The exhibition Post-Pop. Beyond the commonplace brings together over 200 works produced between 1965 and 1975 by Portuguese and English artists, which were inspired by yet also transcend Pop Art. They inherited the means of communicating and visual resources adopted by that movement, this time allying them with political, social, cultural and artistic concerns, and all with a strain of humour and critical dimension that set them apart from the commonplace situations that form the focus of Pop Art.
This publication has been put together to coincide with the show, but it goes beyond the bounds of a mere exhibition catalogue.Richly illustrated with the works from the exhibition, it both presents the exhibited pieces and provides them with a context that marks a departure from the exhibition itself, with its concept shaped by the exhibition’s curators, Ana Vasconcelos and Patrícia Rosas.

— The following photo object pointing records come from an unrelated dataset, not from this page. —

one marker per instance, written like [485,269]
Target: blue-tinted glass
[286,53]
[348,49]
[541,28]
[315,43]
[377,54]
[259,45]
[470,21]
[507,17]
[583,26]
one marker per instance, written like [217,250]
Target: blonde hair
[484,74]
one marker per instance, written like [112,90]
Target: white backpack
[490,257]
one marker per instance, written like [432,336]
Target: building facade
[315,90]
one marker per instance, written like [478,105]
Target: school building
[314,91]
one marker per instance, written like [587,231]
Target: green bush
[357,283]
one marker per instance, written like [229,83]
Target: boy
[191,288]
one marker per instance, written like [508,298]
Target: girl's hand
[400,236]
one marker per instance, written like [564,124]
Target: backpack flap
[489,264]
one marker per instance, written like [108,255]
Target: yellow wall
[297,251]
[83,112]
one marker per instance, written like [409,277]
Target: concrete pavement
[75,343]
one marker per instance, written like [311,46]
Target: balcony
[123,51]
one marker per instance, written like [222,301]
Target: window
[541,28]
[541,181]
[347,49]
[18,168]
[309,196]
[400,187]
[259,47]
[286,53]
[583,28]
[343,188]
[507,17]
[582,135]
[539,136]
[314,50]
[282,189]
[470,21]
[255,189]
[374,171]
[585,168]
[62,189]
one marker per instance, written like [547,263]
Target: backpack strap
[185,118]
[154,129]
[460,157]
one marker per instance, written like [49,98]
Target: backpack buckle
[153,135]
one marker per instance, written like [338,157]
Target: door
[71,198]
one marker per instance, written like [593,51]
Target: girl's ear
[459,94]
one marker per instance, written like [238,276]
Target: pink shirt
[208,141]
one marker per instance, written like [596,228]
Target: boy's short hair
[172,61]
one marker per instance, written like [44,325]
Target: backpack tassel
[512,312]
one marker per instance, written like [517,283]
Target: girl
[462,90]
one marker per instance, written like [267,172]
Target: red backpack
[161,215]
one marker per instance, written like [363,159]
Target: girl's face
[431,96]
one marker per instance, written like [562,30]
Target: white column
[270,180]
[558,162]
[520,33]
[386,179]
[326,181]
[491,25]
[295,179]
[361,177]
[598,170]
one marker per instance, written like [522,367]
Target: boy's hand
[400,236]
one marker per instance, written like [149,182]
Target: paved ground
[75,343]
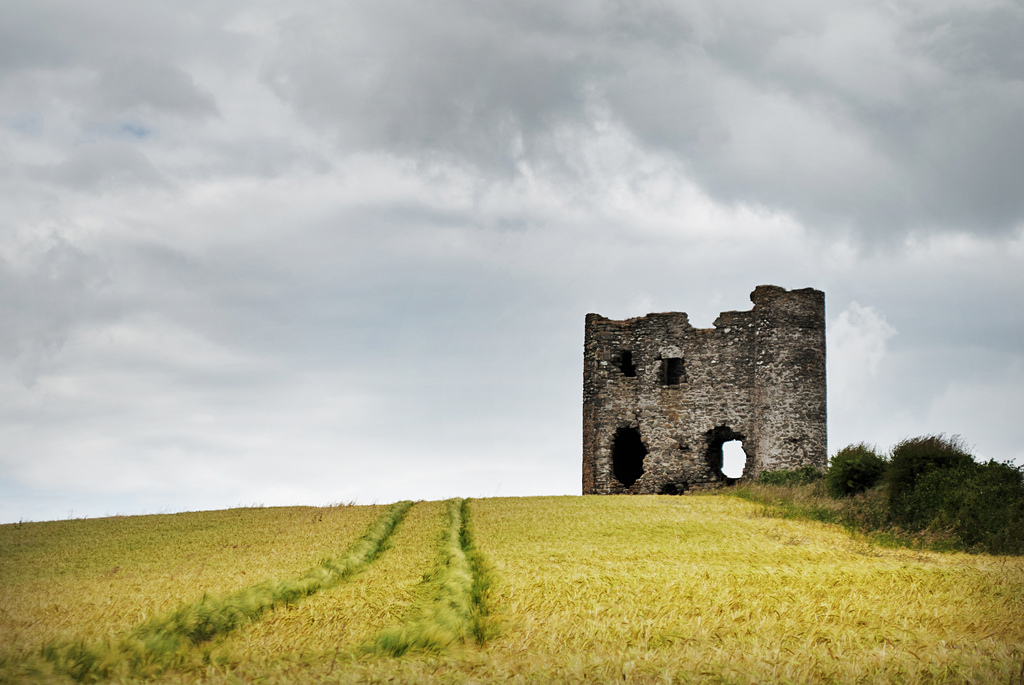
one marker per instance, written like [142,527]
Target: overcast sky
[313,252]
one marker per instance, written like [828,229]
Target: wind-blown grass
[157,643]
[642,590]
[456,610]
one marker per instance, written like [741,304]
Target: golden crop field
[596,589]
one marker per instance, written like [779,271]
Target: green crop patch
[163,641]
[455,609]
[697,589]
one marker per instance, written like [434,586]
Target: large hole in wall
[725,453]
[733,459]
[628,454]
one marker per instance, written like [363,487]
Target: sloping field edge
[160,642]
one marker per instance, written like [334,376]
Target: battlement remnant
[660,397]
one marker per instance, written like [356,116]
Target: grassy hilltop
[601,589]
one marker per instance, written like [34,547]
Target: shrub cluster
[930,488]
[935,484]
[853,470]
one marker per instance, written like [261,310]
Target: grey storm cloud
[309,251]
[879,117]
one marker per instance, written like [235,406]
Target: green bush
[913,459]
[981,504]
[854,469]
[802,476]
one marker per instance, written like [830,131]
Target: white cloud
[857,342]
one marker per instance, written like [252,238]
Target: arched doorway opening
[733,459]
[628,453]
[725,454]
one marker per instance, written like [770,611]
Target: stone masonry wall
[662,396]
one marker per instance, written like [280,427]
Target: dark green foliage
[982,505]
[854,469]
[802,476]
[932,494]
[913,458]
[156,643]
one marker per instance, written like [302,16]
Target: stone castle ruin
[660,397]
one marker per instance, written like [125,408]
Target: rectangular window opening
[673,372]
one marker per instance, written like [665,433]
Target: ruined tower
[660,397]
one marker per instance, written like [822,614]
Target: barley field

This vision transforms the publication into a unique object, to be interpreted as a standalone entity, extending the exhibition in time long after it has closed, while contextualising it through texts by different writers that explore the political, social, cultural and artistic issues of that era.

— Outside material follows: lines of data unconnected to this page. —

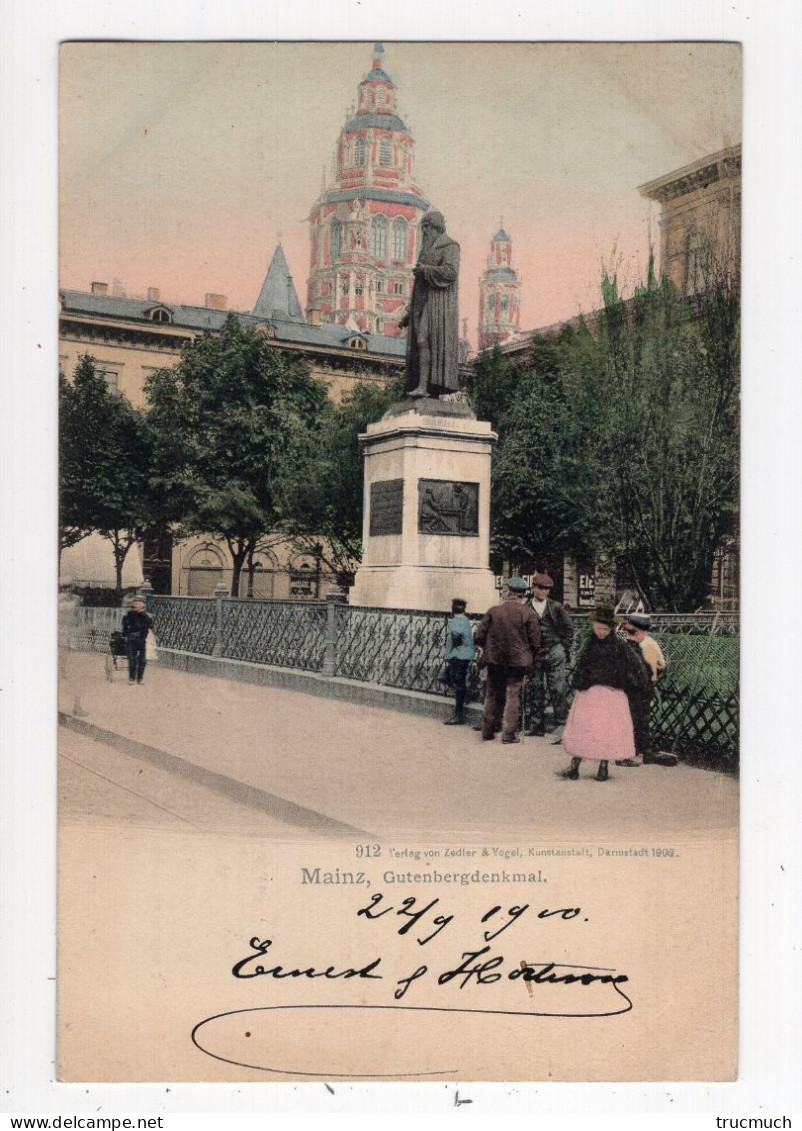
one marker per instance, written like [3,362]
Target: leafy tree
[329,504]
[623,443]
[103,464]
[235,426]
[75,520]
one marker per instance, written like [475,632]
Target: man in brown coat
[510,637]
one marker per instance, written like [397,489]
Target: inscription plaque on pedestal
[386,507]
[445,507]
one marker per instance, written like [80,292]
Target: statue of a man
[432,348]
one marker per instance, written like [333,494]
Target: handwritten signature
[479,966]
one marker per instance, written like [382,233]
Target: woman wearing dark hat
[600,724]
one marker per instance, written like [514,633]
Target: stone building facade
[131,337]
[364,226]
[700,219]
[700,245]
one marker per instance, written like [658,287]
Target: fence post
[334,597]
[220,594]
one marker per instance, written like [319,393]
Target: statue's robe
[434,310]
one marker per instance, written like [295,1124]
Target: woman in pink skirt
[600,725]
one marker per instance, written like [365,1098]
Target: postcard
[363,343]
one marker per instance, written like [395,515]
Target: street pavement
[234,757]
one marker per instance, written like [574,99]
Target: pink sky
[181,163]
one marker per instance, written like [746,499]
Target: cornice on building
[717,166]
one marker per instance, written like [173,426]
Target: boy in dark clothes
[136,626]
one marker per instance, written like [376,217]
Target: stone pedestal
[427,509]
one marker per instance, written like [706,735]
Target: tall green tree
[623,442]
[329,504]
[235,425]
[104,464]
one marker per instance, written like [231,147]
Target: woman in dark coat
[600,724]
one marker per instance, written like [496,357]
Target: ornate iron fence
[397,647]
[290,633]
[696,708]
[184,623]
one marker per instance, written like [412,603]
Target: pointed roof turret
[277,298]
[377,94]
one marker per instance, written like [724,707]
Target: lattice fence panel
[184,623]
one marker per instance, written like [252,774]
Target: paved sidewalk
[391,775]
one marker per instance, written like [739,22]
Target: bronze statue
[432,348]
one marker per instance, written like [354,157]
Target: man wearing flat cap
[636,629]
[510,638]
[551,666]
[459,652]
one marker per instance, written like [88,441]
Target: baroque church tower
[499,295]
[364,226]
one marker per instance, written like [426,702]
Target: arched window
[399,232]
[378,233]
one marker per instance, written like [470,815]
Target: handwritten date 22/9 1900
[477,964]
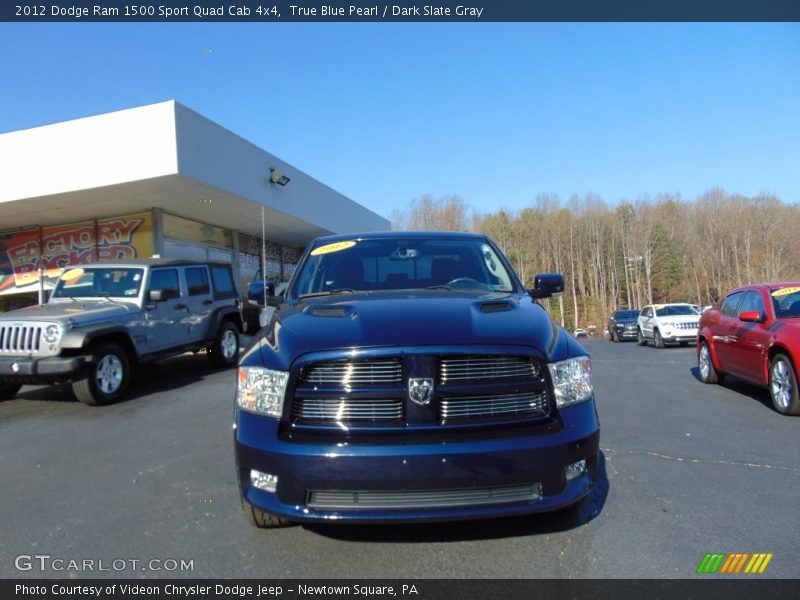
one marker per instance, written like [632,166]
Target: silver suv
[102,319]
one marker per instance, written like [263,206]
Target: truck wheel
[657,339]
[106,377]
[783,386]
[259,518]
[708,374]
[7,392]
[225,350]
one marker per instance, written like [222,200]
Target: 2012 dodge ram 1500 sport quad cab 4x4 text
[411,377]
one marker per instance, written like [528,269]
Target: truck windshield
[412,263]
[114,282]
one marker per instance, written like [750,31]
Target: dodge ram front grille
[348,410]
[486,369]
[365,372]
[19,339]
[369,499]
[529,404]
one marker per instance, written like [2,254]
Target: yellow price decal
[328,248]
[72,274]
[785,291]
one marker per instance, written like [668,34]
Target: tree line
[631,253]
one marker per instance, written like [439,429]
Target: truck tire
[106,377]
[8,391]
[261,519]
[224,352]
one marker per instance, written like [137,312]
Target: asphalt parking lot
[686,469]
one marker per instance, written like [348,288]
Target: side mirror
[753,316]
[547,285]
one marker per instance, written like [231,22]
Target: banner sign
[23,253]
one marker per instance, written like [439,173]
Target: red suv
[754,334]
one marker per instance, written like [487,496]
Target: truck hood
[81,313]
[411,318]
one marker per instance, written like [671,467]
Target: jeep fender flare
[82,339]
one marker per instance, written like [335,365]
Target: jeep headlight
[261,390]
[51,333]
[572,380]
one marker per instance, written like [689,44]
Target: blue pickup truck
[411,377]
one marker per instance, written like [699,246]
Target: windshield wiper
[331,292]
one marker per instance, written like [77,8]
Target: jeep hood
[418,318]
[80,313]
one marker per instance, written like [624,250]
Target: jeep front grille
[348,410]
[364,372]
[20,339]
[533,404]
[486,368]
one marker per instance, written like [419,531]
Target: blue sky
[496,113]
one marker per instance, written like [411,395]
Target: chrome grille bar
[369,499]
[486,368]
[366,372]
[20,339]
[347,410]
[527,404]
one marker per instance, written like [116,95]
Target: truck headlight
[52,333]
[572,380]
[261,390]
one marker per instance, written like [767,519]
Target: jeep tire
[8,391]
[106,376]
[224,352]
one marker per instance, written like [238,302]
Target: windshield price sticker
[785,291]
[328,248]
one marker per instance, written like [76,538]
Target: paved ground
[686,469]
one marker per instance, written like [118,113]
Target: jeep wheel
[708,374]
[106,377]
[225,350]
[259,518]
[658,341]
[7,392]
[783,386]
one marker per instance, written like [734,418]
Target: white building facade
[157,180]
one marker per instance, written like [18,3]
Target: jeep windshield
[680,310]
[397,263]
[102,282]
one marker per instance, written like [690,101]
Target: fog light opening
[575,470]
[264,481]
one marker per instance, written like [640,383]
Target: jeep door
[165,311]
[199,300]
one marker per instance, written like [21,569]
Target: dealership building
[157,180]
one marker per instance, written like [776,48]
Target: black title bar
[342,11]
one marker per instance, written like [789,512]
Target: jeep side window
[165,280]
[223,282]
[197,281]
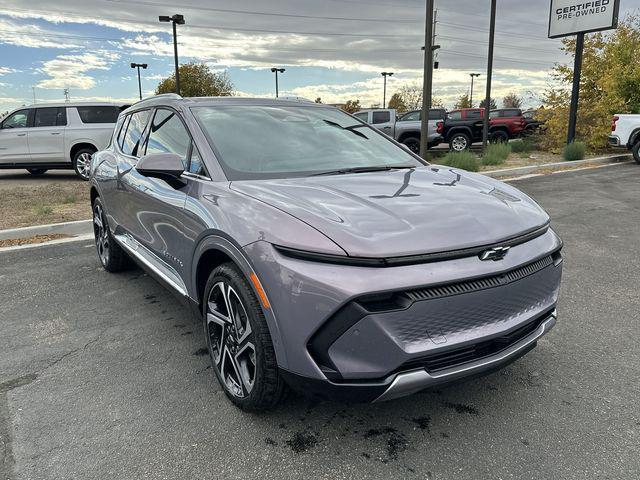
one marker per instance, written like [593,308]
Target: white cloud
[69,71]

The book begins with a selection of key works from the exhibition, followed by a foreword by the Museum’s Director, Penelope Curtis. From this point onwards, reproductions of the works are interspersed with articles. First comes an introduction by the curators – intriguingly entitled The risk of laughter – which addresses the exhibition’s concepts and points of focus, before moving on to the various texts written by the invited experts. The first is by the art historian and curator Sandra Vieira Jürgens, who explores the artists and works presented in the exhibition, placing particular emphasis on the link between the artists from Portugal and those from the UK, as well as the presence of the British artists. This is followed by articles about the stimulating effect that the British art scene has had on its Portuguese counterpart, by Alex Seago, Director of the School of Communication, Arts and Social Sciences at Richmond University in London; the cultural backdrop to the 1960s and 70s in Portugal, with a particular emphasis on protest music, written by the Portuguese historian Luís Trindade; a look at the female view of this period, focusing on the depiction of women in art and female artists, by Emília Ferreira; and, finally, a piece by Adelaide Duarte on the Portuguese art market in the late 1960s and early 1970s.
The book is also complemented by two testimonial pieces by the artists Teresa Magalhães and José de Guimarães, an article about the work Baigneuses by Nikias Skapinakis, short biographies of the various authors, and a list of works that appear in the exhibition and are reproduced in this publication.